The ADRIANO Dual-Readout Calorimeter

Dual-readout calorimetry is a novel detector technique which has received good attention in the last few years. One version of the latter, named ADRIANO (A Dual-Readout Integrally Active Non-segmented Option), is currently under development at Fermilab by the T1015 Collaboration. The picture below shows three ADRIANO prototypes tested at FTBF in 2015.


It is based on the two simultaneous measurements of the energy deposited by a hadronic or electromagnetic shower into two media with different properties. The first medium is usually a plastic scintillator (or any substance producing scintillating light). Consequently, any charged particle depositing energy in that medium will produce scintillation and will make a signal in the corresponding electronics.  The second medium is usually a heavy glass with high refractive index (nD >1.8) and high density (ρ >1.8). This medium will only be sensitive to charged particles with large velocity, such that light is emitted via the Cerenkov effect. Consequently, only the charged electromagnetic component of the shower (namely: electrons and positrons) or photons producing pairs will produce a signal in the corresponding electronics. Furthermore, the high density of the medium will make it an ideal integrally active absorber for all particles impinging on the detector. Summing the Cerenkov (C) and the scintillation (S) signal one has the total energy of the detected particle. Furthermore, by comparing the scintillation (S) vs. the Cerenkov (C) signals one also has information about the ID of the particle which generated the shower. This is shown, for example, in the plot below for simulated particles with Ekin=100 MeV.

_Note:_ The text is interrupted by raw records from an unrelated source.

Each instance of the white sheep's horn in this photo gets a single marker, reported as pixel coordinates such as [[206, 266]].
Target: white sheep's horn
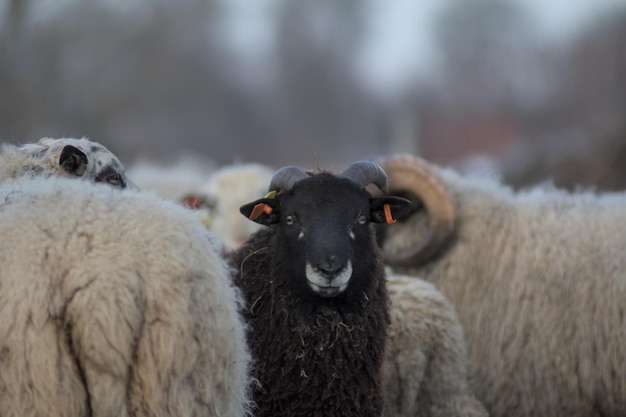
[[415, 176], [366, 172], [286, 177]]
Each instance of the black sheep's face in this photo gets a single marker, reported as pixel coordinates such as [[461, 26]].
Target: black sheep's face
[[323, 227]]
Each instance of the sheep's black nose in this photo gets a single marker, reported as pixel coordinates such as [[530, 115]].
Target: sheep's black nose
[[330, 267]]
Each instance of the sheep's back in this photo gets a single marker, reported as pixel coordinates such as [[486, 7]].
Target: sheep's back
[[538, 280], [113, 303]]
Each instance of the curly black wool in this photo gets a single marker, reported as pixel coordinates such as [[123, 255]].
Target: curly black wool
[[313, 356]]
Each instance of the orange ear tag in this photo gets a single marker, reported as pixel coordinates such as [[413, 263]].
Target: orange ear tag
[[388, 217], [260, 209]]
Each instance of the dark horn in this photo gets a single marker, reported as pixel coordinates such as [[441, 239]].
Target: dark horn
[[366, 172], [286, 177]]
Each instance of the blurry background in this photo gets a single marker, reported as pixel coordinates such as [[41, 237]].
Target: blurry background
[[526, 90]]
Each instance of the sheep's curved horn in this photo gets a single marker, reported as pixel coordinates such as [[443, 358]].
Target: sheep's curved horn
[[414, 175], [286, 177], [366, 172]]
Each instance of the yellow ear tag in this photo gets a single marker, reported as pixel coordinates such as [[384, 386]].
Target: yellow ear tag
[[260, 209], [388, 217]]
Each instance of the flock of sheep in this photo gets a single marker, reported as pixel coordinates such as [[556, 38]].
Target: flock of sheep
[[391, 288]]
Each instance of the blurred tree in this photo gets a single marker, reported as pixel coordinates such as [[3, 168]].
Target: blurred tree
[[485, 47], [324, 106]]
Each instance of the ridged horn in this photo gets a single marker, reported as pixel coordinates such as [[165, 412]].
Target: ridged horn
[[414, 175], [366, 172], [286, 177]]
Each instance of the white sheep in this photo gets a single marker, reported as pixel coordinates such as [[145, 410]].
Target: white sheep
[[425, 367], [538, 279], [114, 303], [67, 157], [171, 181], [226, 190]]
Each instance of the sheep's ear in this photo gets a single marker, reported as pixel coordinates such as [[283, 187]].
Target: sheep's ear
[[389, 209], [263, 211], [73, 160]]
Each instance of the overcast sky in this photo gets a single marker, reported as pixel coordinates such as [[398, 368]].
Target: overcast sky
[[402, 43]]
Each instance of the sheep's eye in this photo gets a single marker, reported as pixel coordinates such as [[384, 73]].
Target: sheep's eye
[[114, 179]]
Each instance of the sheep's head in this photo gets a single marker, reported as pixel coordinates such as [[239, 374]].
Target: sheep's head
[[323, 222], [75, 158]]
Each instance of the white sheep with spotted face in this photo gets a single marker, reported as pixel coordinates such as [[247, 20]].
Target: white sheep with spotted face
[[66, 157]]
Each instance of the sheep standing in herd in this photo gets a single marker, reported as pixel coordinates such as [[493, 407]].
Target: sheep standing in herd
[[226, 190], [538, 279], [66, 157], [316, 299], [113, 303], [425, 368]]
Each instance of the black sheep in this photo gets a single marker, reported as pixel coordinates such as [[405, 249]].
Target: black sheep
[[314, 286]]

The main advantage of using an ADRIANO calorimeter for detecting the photons from the η decay is that the nasty background from most neutrons entering the detector could be easily rejected. Furthermore, the different behavior in terms of S vs. C of muons and pions will help the double aerogel systems in disentangling the signals from the two different types of particles. The ADRIANO calorimeter corresponds to the outermost blue dodecagon in the sketch of the detector at the beginning of this page.

The Muon Polarimeter

The muon polarimeter (the green bars in the detector sketch) is an array of plastic scintillators inserted between the inner and the outer shells of ADRIANO. They have the task of counting the number of electrons and positrons emitted when a muon is stopped inside the ADRIANO calorimeter. This happens in a short range of depths after the muon has lost all of its energy. The initial polarization of the muon is not lost in this process since the ADRIANO lead-glass is homogenous and isoscalar. If the muon carries a non-null polarization, the electrons (or positrons) are emitted non-isotopically in the solenoidal magnetic field. The muon polarimeter will count those electrons: any unbalance in the left-right or front-backward counting is associated with a non-null transverse or longitudinal polarization of the initial muon.

The Photon Polarimeter

The photon polarimeter (the purple ring in the sketch of the detector) works on the same principles as the muon polarimeter. A 5 mm thick scintillating plate is inserted inside the volume of the OTPC. When a photon hits that material it has a finite probability of converting into a e+e- pair. If the circular polarization of the photon is zero, then the decaying pair has an isotropic distribution inside the 0.6 T solenoidal magnetic field. Otherwise, the asymmetry of the direction of the e+e- pair will provide an estimate of the polarization of the initial photon.